L’envoi de forces policières africaines ne résoudra rien, la Libye est un pays très complexe, multi clanique. Le colonel Kadhafi a gouverné ce pays durant 43 ans d’une main de fer, et une dictature tribale.

 

La Jamahiriya est Arabe, aucune autre langue n’a le droit de citer dans ce pays. Les minorités autochtones telles que les Toubou, Touaregs et Amazighs ont été victimes de ce régime totalitaire. Après la chute du colonel Kadhafi, les autochtones réclament leurs droits élémentaires : la citoyenneté ; l’identité et leurs cultures. Les Toubou ont beaucoup subi sous le régime de Kadhafi et même après la chute de Kadhafi. La population est constituée majoritairement par les Arabes, et ces derniers ne veulent pas partager les richesses avec les minorités autochtones. Les Toubou déclenchèrent des contestations, ce qui a notamment participé à la chute du régime de Kadhafi, et ils n’arrêteront pas leurs contestations tant qu’ils n’obtiendront pas leurs droits, tout comme les Amazighs et les Touaregs.

 

Le pays est gouverné par deux états, l’un à l’est et l’autre à l’ouest appuyé par des milices armées qui agissent selon leur désir. Le sud du pays est entre les mains des antagonistes, les Arabes et les minorités autochtones. La grande partie du sud de la Libye est contrôlée par les Toubou. Les deux états se disputent la gouvernance du pays, mais aucun n’est prêt à reconnaitre les droits des minorités.

Ainsi, la question se pose : comment trouver une issue pour que les Libyens vivent en paix ?

 

La paix ne viendra que par les Libyens eux –mêmes. Envoyer en Libye une force armée ne fera qu’aggraver la situation dans ce pays.
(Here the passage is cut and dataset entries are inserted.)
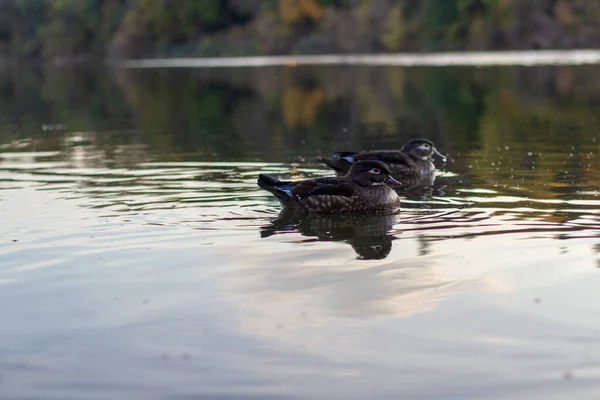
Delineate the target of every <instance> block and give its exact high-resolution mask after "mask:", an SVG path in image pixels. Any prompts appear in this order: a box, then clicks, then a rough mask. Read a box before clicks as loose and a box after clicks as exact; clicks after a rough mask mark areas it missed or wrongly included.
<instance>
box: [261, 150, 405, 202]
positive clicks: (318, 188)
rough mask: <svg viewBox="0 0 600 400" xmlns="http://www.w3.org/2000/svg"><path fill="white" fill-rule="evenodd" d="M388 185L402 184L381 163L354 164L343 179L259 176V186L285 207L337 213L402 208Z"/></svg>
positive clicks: (379, 162) (360, 163)
mask: <svg viewBox="0 0 600 400" xmlns="http://www.w3.org/2000/svg"><path fill="white" fill-rule="evenodd" d="M386 183H388V184H396V185H397V184H400V183H399V182H397V181H396V180H395V179H393V178H392V177H391V176H390V170H389V168H388V167H387V165H386V164H384V163H382V162H380V161H361V162H357V163H354V164H353V165H352V166H351V167H350V169H349V171H348V173H347V174H346V175H345V176H342V177H325V178H315V179H306V180H302V181H296V182H290V181H287V182H283V181H280V180H278V179H277V178H274V177H273V176H271V175H265V174H261V175H259V176H258V186H260V187H261V188H263V189H265V190H267V191H269V192H271V193H273V195H275V197H277V199H278V200H279V201H280V202H281V203H282V204H283V205H284V206H285V207H302V208H304V209H305V210H306V211H310V212H316V213H325V214H335V213H382V212H391V211H395V210H397V209H398V208H399V207H400V198H399V197H398V195H397V194H396V192H395V191H394V190H393V189H391V188H390V187H389V186H387V185H386Z"/></svg>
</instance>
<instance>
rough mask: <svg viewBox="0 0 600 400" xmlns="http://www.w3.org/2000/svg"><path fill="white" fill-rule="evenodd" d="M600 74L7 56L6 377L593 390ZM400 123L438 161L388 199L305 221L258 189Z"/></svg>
mask: <svg viewBox="0 0 600 400" xmlns="http://www.w3.org/2000/svg"><path fill="white" fill-rule="evenodd" d="M490 71H491V72H490ZM596 71H597V67H569V68H540V69H537V71H536V72H535V73H532V72H531V70H529V69H528V70H523V69H519V68H498V69H494V70H487V72H486V71H480V70H476V69H471V68H448V69H435V70H433V69H427V68H417V69H409V70H406V69H401V68H379V67H372V68H366V67H362V68H357V67H348V68H338V69H331V68H328V67H324V68H312V69H311V68H298V69H286V68H266V69H255V70H252V71H247V70H236V73H235V74H233V73H231V71H229V70H227V69H224V70H216V71H211V72H206V71H197V70H178V71H170V70H160V71H144V72H139V73H135V74H133V73H132V72H131V71H129V72H128V71H93V70H92V71H90V70H83V69H82V70H76V71H64V70H60V69H57V70H52V69H50V70H45V71H27V70H23V71H12V72H11V74H13V75H12V79H5V80H4V81H2V78H0V82H2V83H1V84H0V89H2V90H0V105H1V106H2V107H3V108H2V109H3V110H8V111H7V112H5V113H2V116H1V118H0V128H1V129H0V138H1V141H0V145H1V146H2V147H1V150H0V182H1V184H0V188H1V189H0V213H2V222H3V235H2V237H3V238H4V240H2V242H1V243H0V287H2V291H0V316H1V317H2V320H3V321H4V323H3V324H2V326H1V327H0V338H1V339H2V340H0V393H2V395H3V396H7V397H8V398H51V399H54V398H56V399H64V398H71V397H72V398H132V397H136V398H174V399H187V398H195V397H205V398H211V396H212V397H215V398H216V397H219V396H221V397H219V398H227V396H228V397H229V398H269V397H271V398H323V397H326V398H340V399H341V398H344V399H353V398H356V399H359V398H399V397H404V398H414V399H429V398H442V397H443V398H457V399H459V398H460V399H464V398H484V397H485V398H491V399H496V398H497V399H504V398H511V399H519V398H522V399H529V398H552V399H554V398H556V399H560V398H588V397H590V395H591V394H592V393H594V394H595V393H597V389H598V386H600V384H598V382H599V380H598V378H599V366H600V363H599V358H598V351H599V350H598V337H599V336H598V335H599V332H600V325H599V324H598V322H597V318H596V316H597V314H598V311H599V310H598V306H597V304H600V302H599V300H600V298H599V295H598V291H597V287H598V284H599V283H600V276H599V275H598V269H597V268H598V266H600V254H599V252H600V212H599V211H598V210H599V207H598V206H599V205H600V201H599V199H598V197H599V195H600V183H599V182H600V180H599V178H600V175H599V171H600V169H599V168H598V167H599V165H598V157H597V154H598V143H597V142H596V135H597V128H598V123H597V122H596V117H595V115H597V110H596V107H597V106H596V104H597V99H596V96H597V94H596V91H595V90H594V87H595V85H596V83H595V82H596V80H595V79H594V77H595V76H597V75H596V74H595V72H596ZM68 77H69V78H70V79H67V78H68ZM84 82H87V86H85V85H83V83H84ZM40 127H41V128H42V129H40ZM44 127H45V129H44ZM413 136H426V137H430V138H431V139H433V140H434V141H435V143H436V145H437V147H438V148H439V149H440V150H441V151H442V152H444V153H449V154H450V158H449V161H448V163H447V164H445V165H441V164H440V166H441V170H440V171H439V173H438V176H437V177H436V180H435V184H434V187H433V188H431V189H428V190H421V189H418V188H417V189H414V188H411V189H410V190H406V189H402V190H401V191H400V194H401V196H402V197H403V208H402V210H401V212H400V213H399V214H397V215H391V216H373V217H365V216H349V217H343V216H342V217H339V216H333V217H332V216H329V217H317V216H314V217H311V218H308V219H307V218H298V217H297V216H294V215H287V214H285V213H282V212H281V208H280V207H279V205H278V203H277V202H276V201H275V200H274V199H273V198H272V197H271V196H270V195H269V194H268V193H265V192H264V191H261V190H260V189H259V188H258V187H257V186H256V176H257V175H258V173H263V172H267V173H272V174H276V175H279V176H282V177H286V178H288V177H291V178H293V179H300V178H303V177H310V176H324V175H329V174H330V171H328V170H326V169H324V168H322V167H321V166H319V165H317V163H316V162H313V161H312V157H313V156H315V155H319V154H320V155H327V154H330V153H332V152H334V151H338V150H354V149H361V148H373V147H389V148H394V147H395V148H397V147H399V146H400V145H401V144H402V143H403V142H404V141H405V140H406V139H407V138H409V137H413ZM0 397H2V396H0Z"/></svg>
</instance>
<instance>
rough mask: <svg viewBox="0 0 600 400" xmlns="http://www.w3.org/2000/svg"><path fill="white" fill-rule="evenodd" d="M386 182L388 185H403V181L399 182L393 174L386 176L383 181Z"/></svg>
mask: <svg viewBox="0 0 600 400" xmlns="http://www.w3.org/2000/svg"><path fill="white" fill-rule="evenodd" d="M383 182H384V183H387V184H388V185H397V186H402V183H400V182H398V181H397V180H395V179H394V178H392V176H391V175H388V176H387V177H386V178H385V181H383Z"/></svg>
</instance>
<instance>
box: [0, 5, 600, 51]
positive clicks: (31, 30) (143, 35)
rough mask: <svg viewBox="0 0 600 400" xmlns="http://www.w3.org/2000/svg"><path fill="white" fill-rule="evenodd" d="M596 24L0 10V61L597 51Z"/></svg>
mask: <svg viewBox="0 0 600 400" xmlns="http://www.w3.org/2000/svg"><path fill="white" fill-rule="evenodd" d="M598 17H600V2H596V1H585V0H535V1H534V0H452V1H451V0H398V1H392V0H221V1H216V0H1V1H0V57H46V58H53V57H62V58H67V59H68V58H74V57H81V56H83V57H90V56H91V57H104V56H107V55H109V56H111V57H149V56H156V55H166V56H169V55H177V56H189V55H214V56H228V55H247V54H255V53H257V52H262V53H263V54H273V53H279V54H280V53H294V54H300V53H303V52H308V51H310V52H314V51H318V52H330V53H335V52H348V51H353V52H354V51H360V52H371V51H382V50H383V51H424V50H425V51H428V50H429V51H431V50H441V51H444V50H470V49H508V48H517V49H522V48H538V47H559V48H560V47H590V46H594V47H596V46H600V39H598V38H600V27H599V26H598V24H597V20H598ZM539 21H545V22H544V23H539Z"/></svg>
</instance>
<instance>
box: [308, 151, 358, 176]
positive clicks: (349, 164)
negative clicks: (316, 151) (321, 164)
mask: <svg viewBox="0 0 600 400" xmlns="http://www.w3.org/2000/svg"><path fill="white" fill-rule="evenodd" d="M354 154H356V153H352V152H349V151H344V152H341V153H336V154H334V155H333V156H332V157H330V158H326V157H315V160H317V161H318V162H320V163H322V164H325V165H327V166H328V167H329V168H332V169H333V170H334V171H335V172H336V173H337V174H338V175H346V174H347V173H348V170H349V169H350V167H351V166H352V164H354V157H353V156H354Z"/></svg>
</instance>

La solution la plus probable est d’ouvrir le dialogue entre les autochtones et les Arabes, notamment en passant par la voie traditionnelle c’est- à -dire leurs chefs traditionnels. Ce terrain sera palier par les Nation-Unis, l’Union européenne, l’Union africaine et La France.

 

J’ai bien exposé mon opinion dans mon article « le printemps d’Arabe » du 31/10/2011, que j’ai terminé par un adage en Toubou « Le partage des butins est plus difficile que de faire la guerre ».